Erstmals steht 1973 ein Bundesligist im Uefa-Cup-Finale. Schon im zweiten Jahr des Wettbewerbs zieht Borussia Mönchengladbach ein. Ein 2:1-Sieg bei Twente Enschede zerstreut die letzten Zweifel. Eigentlich war bereits nach dem Hinspiel (3:0) fast alles klar gewesen. Nun geht es gegen den FC Liverpool.

Beim 3:2 des 1. FC Köln gegen Werder Bremen wurschtelt Pierre Littbarski den Ball, beim hässlichste Tor aller Zeiten, an Torwart Dieter Burdenski vorbei. Copyright: Imago images

25. April 1985: Littbarski „erwurschtelt" hässlichstes Tor aller Zeiten

Wolf, Frankfurt, 1992
Dirk Wolf (Eintracht Frankfurt) jubelt 1992 mit den Fans. Copyright: imago/Claus Bergmann

In Köln fällt 1985 das wohl hässlichste Tor des Jahres aller Zeiten. Der Schütze selbst wird noch lange sagen, er könne es nicht mehr sehen. Aber wer es sieht, muss lachen und mancher hat auch Grund zum Jubeln. Udo Lattek etwa, der Bayern-Trainer. Er sitzt auf der Tribüne und erfreut sich einer Bremer Niederlage, die auch dank des entscheidenden Sitz-Krabbel-Wurschtel-Tores von Pierre Littbarski im dritten Versuch und aus unmöglichem Winkel zustande kommt.
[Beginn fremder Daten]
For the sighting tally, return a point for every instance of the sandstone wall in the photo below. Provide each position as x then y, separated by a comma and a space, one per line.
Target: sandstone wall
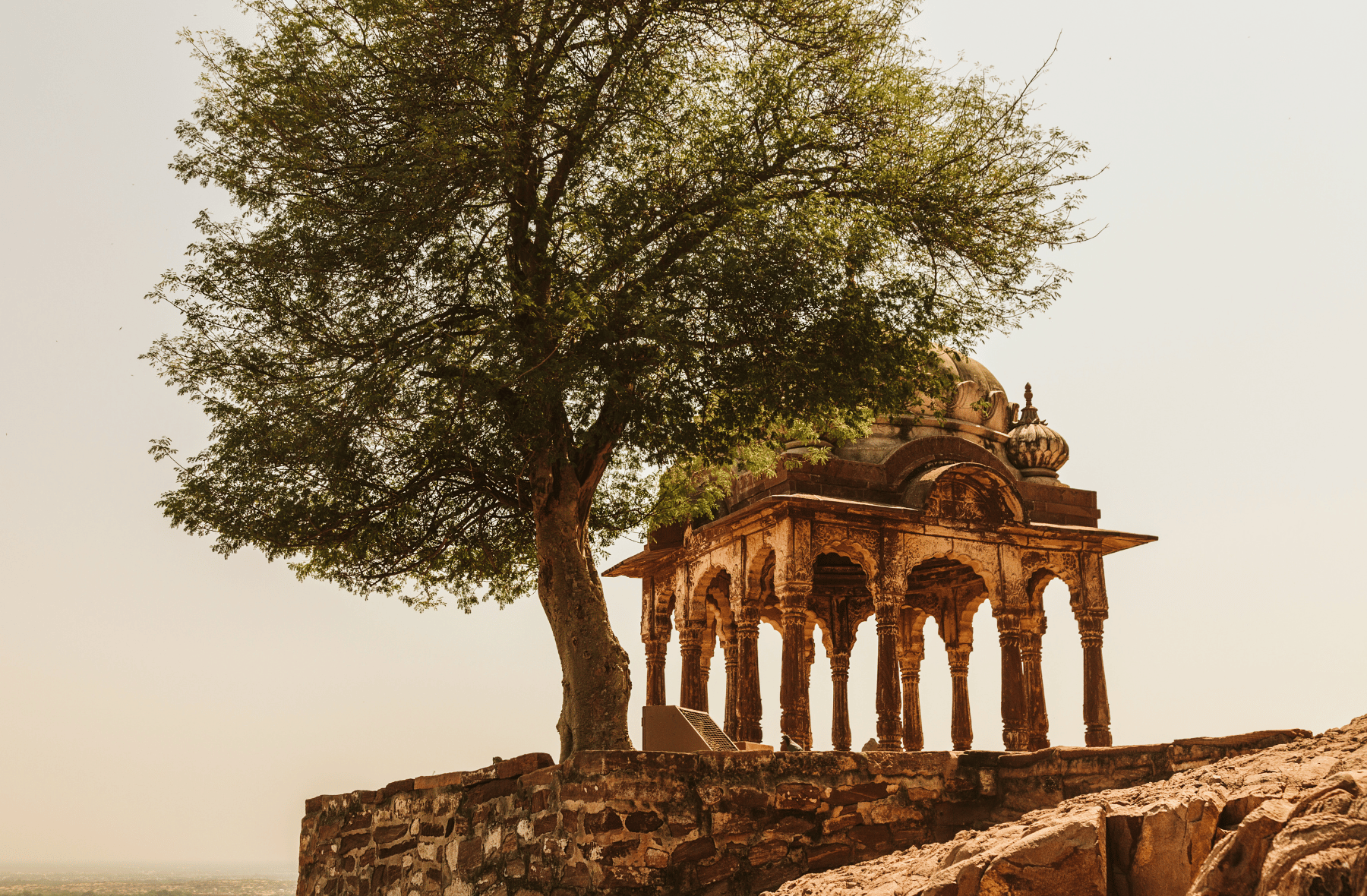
709, 822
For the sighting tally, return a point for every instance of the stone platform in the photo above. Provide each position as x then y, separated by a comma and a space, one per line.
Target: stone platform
695, 822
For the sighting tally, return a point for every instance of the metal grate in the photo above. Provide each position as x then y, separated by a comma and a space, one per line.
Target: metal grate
704, 726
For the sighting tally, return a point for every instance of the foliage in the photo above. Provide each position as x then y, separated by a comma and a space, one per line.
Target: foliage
646, 235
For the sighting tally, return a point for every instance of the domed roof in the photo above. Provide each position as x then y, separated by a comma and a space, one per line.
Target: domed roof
964, 368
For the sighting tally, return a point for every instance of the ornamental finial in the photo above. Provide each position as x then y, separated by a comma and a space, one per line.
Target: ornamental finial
1030, 414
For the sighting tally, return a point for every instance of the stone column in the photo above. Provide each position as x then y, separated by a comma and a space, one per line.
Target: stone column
1095, 704
912, 735
704, 665
655, 651
961, 720
690, 685
889, 690
748, 706
731, 655
1013, 686
1037, 716
841, 701
794, 718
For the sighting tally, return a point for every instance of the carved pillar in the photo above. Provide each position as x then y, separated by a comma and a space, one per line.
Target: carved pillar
1037, 716
748, 708
655, 651
804, 721
841, 701
655, 636
794, 718
1013, 686
690, 649
889, 690
731, 720
912, 735
704, 665
961, 720
1095, 704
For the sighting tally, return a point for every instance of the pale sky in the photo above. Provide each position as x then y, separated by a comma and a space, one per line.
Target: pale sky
163, 705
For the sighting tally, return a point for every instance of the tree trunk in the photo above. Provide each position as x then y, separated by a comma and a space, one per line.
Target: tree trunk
596, 679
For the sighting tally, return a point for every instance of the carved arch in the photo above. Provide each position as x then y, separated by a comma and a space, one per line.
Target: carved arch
986, 569
965, 491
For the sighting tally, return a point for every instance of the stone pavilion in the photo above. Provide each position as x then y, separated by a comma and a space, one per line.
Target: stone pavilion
924, 519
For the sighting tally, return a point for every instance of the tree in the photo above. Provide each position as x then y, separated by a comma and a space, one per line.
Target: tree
498, 261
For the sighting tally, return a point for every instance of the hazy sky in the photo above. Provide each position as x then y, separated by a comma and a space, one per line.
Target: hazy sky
162, 704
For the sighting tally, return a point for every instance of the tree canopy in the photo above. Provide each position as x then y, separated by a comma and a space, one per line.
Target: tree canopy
498, 263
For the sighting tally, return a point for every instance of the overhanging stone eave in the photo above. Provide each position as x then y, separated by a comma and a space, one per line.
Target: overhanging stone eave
1107, 541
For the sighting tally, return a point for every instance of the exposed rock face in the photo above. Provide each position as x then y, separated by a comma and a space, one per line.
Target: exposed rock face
1285, 821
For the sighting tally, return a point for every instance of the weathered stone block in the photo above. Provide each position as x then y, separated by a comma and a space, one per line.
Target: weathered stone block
1158, 850
1066, 860
692, 851
767, 853
804, 797
860, 793
719, 870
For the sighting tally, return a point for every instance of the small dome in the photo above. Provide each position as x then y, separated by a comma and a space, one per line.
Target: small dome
1032, 447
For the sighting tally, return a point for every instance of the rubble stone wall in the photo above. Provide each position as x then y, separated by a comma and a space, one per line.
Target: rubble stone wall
693, 822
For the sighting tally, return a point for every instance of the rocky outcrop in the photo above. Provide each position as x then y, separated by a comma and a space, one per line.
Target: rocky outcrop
1285, 821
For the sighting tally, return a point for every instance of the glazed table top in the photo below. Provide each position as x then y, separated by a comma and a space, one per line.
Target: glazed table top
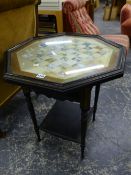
64, 59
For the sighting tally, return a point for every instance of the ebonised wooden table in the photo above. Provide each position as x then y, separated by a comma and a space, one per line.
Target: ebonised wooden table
65, 67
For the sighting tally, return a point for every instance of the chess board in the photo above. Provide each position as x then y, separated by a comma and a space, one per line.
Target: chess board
66, 58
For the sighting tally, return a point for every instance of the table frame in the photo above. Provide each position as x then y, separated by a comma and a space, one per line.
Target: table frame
66, 91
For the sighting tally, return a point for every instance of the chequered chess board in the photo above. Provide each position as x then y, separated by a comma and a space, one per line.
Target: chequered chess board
66, 57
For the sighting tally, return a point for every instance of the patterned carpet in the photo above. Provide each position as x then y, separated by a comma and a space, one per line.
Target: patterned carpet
108, 141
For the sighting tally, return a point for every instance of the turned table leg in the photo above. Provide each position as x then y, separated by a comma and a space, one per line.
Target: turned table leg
85, 108
26, 92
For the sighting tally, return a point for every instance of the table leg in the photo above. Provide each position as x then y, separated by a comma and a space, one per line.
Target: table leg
85, 108
97, 90
26, 92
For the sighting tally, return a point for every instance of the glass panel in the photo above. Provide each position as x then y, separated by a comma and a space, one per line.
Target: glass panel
65, 58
Durch das 3:2 für Köln verpasst Werder in diesem Nachholspiel den Sprung an die Spitze. Da thronen auch 1985 die Bayern.

Erstmals ist am 25. April 1992 nach einem 34. Spieltag noch keine Entscheidung gefallen. Denn die Liga hat ausnahmsweise 20 Mannschaften und die Saison noch vier Spieltage zu absolvieren. Zum Glück, sonst wäre der Meister nur durch die Tordifferenz ermittelt worden. Nach dem 4:2-Heimsieg des VfB Stuttgart im Spitzenspiel gegen Borussia Dortmund stehen diese beiden punktgleich mit Eintracht Frankfurt (3:1 gegen Leverkusen) oben, die Hessen sind Erster. Das Spiel in Stuttgart wird vom Pay-TV-Sender Premiere übertragen und gilt als das erste mit moderner Datenerfassung. So wird ermittelt, dass VfB-Keeper Eike Immel deutlich weiter abschlägt (71,30 m) als Dortmunds Stefan Klos (58,40 m). Fakten, die schon 1992 nicht jeder Fan braucht, jetzt aber frei Haus bekommt.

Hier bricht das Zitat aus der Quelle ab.